MORE THREATS Fatah al-Islam, a Sunni Islamist militant group led by a Palestinian, emerged in 2006 when it split from Fatah al-Intifada (Fatah Uprising), a Syrian-backed Palestinian group based in Lebanon.
The group made its base in Nahr al-Bared, one of 12 Palestinian camps which are home to some 400,000 refugees in Lebanon. The army is not allowed into the camps under a 1969 Arab agreement.
''They're a breeding ground for any type of mishap,'' security analyst Timur Goksel said. ''You are in a sovereign country and you have these autonomous enclaves.'' Small factions with similar ideologies to Fatah al-Islam, which shares al Qaeda's militant Islamist theology, have also emerged in Ain el-Hilweh camp in south Lebanon.

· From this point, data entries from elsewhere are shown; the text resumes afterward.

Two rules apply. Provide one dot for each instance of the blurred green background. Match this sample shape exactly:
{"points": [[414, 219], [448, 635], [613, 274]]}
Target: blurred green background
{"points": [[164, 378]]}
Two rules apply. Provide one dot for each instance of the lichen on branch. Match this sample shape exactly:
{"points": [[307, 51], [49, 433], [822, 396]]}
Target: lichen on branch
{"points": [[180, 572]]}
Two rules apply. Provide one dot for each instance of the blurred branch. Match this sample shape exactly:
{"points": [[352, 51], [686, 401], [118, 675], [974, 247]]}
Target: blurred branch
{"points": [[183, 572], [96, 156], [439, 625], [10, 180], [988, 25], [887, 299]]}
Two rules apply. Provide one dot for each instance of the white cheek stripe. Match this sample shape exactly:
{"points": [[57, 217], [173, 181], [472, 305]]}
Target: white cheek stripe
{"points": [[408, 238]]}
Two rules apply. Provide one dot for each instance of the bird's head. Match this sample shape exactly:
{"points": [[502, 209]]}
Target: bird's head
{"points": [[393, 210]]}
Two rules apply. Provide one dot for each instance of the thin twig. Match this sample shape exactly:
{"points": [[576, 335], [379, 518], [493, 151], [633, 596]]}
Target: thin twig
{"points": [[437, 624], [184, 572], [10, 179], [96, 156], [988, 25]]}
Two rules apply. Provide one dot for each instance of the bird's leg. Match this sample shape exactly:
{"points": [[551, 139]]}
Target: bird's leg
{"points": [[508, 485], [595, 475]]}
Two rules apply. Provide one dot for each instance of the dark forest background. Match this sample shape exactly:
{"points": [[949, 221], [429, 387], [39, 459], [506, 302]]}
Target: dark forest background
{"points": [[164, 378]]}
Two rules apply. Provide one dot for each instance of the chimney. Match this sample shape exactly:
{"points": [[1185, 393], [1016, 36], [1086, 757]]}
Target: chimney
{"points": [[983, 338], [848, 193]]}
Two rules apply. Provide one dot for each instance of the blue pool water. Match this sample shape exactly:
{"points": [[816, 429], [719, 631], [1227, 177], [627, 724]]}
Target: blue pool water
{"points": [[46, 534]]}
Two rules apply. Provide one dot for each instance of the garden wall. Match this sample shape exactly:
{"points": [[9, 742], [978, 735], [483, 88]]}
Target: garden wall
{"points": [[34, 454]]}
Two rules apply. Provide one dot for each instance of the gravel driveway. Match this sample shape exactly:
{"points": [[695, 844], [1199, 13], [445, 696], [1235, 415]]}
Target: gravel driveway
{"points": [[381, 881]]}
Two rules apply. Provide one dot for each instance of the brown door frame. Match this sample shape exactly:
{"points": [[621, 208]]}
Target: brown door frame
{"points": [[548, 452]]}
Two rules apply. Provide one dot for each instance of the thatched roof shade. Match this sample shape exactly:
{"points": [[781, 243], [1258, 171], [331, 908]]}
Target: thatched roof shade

The government had pledged to root out Fatah al-Islam, which members of the governing coalition say is a tool of Syrian intelligence. Syria denies any link with the group.
The authorities say they have arrested Saudi, Algerian, Tunisian and Lebanese members of the group, which has little or no support among Palestinians. But army shelling has enraged camp residents.
Human Rights Watch said ''the Lebanese army must take better precautions to prevent needless civilian deaths''.
''Fatah al-Islam militants must not hide among civilians,'' said Joe Stork, the organisation's deputy Middle East director.
Arab governments, many of which have fought their own battles with Sunni Islamist militants, promised military assistance to the Beirut government at a special meeting on Tuesday. The United States, which supports the government, is considering a request from Beirut for more military assistance.